By Paul Marsh, ACA Chief Executive
The concept and viability of Day/ Night Test matches continues to be a lively debate.
Cricket Australia issued a media release yesterday to provide an update on their position and how plans were progressing to stage a Day/ Night Test versus New Zealand as early as the 2015-16 season.
The ACA has been asked by various media outlets, what is the players’ point of view?
The overwhelming majority of players believe the pink Kookaburra ball isn’t yet ready for Test cricket. They’ve told us that it went soft very quickly, didn't swing, didn't seam and didn't reverse swing. As such it is a ball that is very difficult to get batsmen out with, but also difficult to score runs against because it gets soft quickly. Only 11% of players rated last season’s Sheffield Shield trial a success and just a quarter (25%) felt it provided a fair contest between bat and ball.
These stats are significant because they challenge the notion that Day/ Night Tests are a fait accompli. The enthusiasm some have for the concept is understandable, however, in the ACA’s view the possibility of improved short-term commercial outcomes should not be enough to force this on the game prematurely. The integrity of the contest between bat and ball must be preserved and rather than accept an inferior ball, the key stakeholders in the game should demand that the game finds a solution to these issues before a Day/Night Test match is played.
Whilst CA has pointed to the runs scored and wickets taken in the trials and suggested there’s little difference between these and the season averages for the Sheffield Shield, there is little doubt CA understands the issues with the pink ball and it was encouraging to hear CA CEO James Sutherland say yesterday that they “obviously have the intent of getting the ball as close as possible, in terms of how they behave, to the red ball."
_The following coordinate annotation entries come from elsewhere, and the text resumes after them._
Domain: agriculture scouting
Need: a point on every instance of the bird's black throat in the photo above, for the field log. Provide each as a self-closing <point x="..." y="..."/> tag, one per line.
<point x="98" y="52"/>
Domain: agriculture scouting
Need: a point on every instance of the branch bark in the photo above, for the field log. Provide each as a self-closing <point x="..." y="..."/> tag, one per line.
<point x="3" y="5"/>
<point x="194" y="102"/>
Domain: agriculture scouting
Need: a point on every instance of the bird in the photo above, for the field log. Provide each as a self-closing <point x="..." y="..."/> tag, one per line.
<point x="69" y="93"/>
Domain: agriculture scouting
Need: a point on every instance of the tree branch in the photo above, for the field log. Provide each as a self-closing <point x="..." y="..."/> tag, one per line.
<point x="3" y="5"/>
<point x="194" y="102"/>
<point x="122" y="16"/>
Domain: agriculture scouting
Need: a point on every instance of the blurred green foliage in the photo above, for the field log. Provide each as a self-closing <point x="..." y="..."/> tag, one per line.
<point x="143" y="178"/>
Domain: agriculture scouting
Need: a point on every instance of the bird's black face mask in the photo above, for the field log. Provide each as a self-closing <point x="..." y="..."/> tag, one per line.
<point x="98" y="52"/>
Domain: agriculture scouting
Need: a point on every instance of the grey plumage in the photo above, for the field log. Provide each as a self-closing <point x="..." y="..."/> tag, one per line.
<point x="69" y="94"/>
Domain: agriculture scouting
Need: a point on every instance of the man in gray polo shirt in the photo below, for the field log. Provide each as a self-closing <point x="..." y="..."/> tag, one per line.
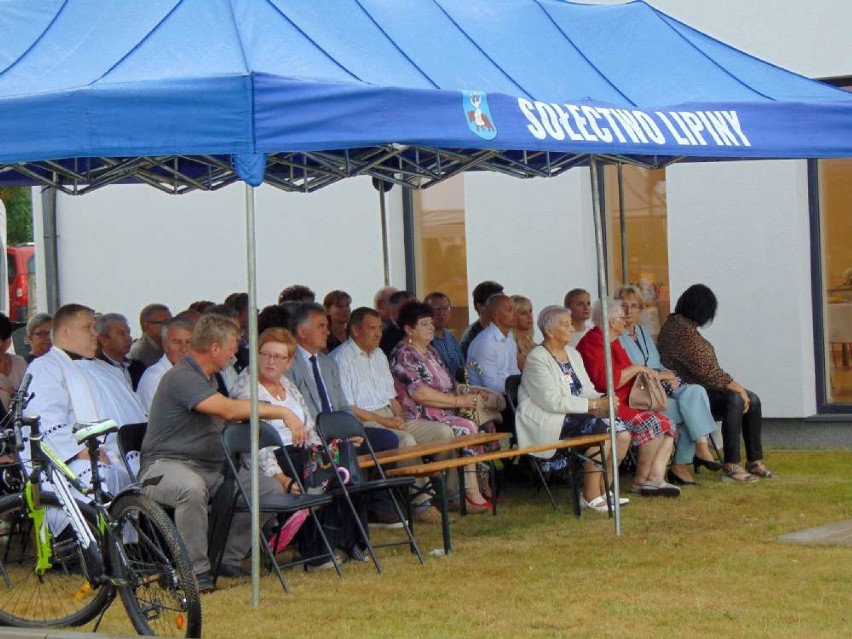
<point x="182" y="457"/>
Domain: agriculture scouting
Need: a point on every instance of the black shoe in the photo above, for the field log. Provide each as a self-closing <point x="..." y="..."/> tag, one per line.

In an interview I did yesterday with Cricinfo (click here to read), I made the point:
“The thing the game probably needs to look at here is that given the way the ball performed, the risk is that with no movement and the ball getting very soft, it could result in a very, very boring game of cricket.”
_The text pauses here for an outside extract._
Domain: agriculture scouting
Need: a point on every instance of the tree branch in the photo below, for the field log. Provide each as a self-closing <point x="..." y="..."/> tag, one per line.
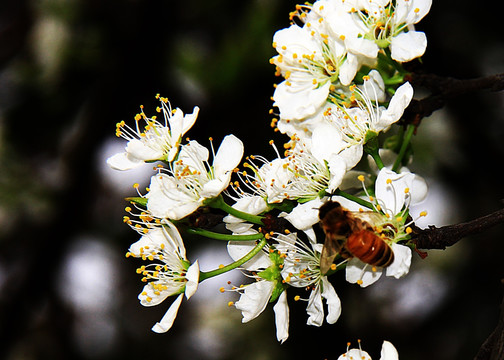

The risk I see is that the lack of swing from the new ball, and lack of reverse swing, will affect the potency and role of the pacemen, while the premature softening will limit the batsmen’s ability to penetrate the fielding ring. I fear matches will be dominated by ring fields and a generally defensive approach to the game. To me this is at odds with what we expect from Test cricket … at least in this country.
The ACA supports the concept of Day/Night Test cricket, however this is on the proviso that a ball can be developed that behaves in the same way as the red ball does. As such we believe there needs to be further trials and a significant improvement in the suitability of the ball before Day/ Night Tests are introduced. They can’t be ushered in purely because it’s a ‘sexy’ concept that might deliver a bit more money, or because there’s a lure to be ‘the first’, or because a certain time has elapsed since it was first mooted. No, the introduction should only occur if and when the ball is of a standard demanded by the highest level of cricket.
We have commended CA on the way the trials have been handled so far and the players have shown a willingness to continue to trial different ball options until a solution is found. But the views they have expressed on the current pink ball have been strong, and must be respected. After all, there’s little point in trying to tap into new audiences if the product becomes inferior because of the 'tools' they’re forced to use.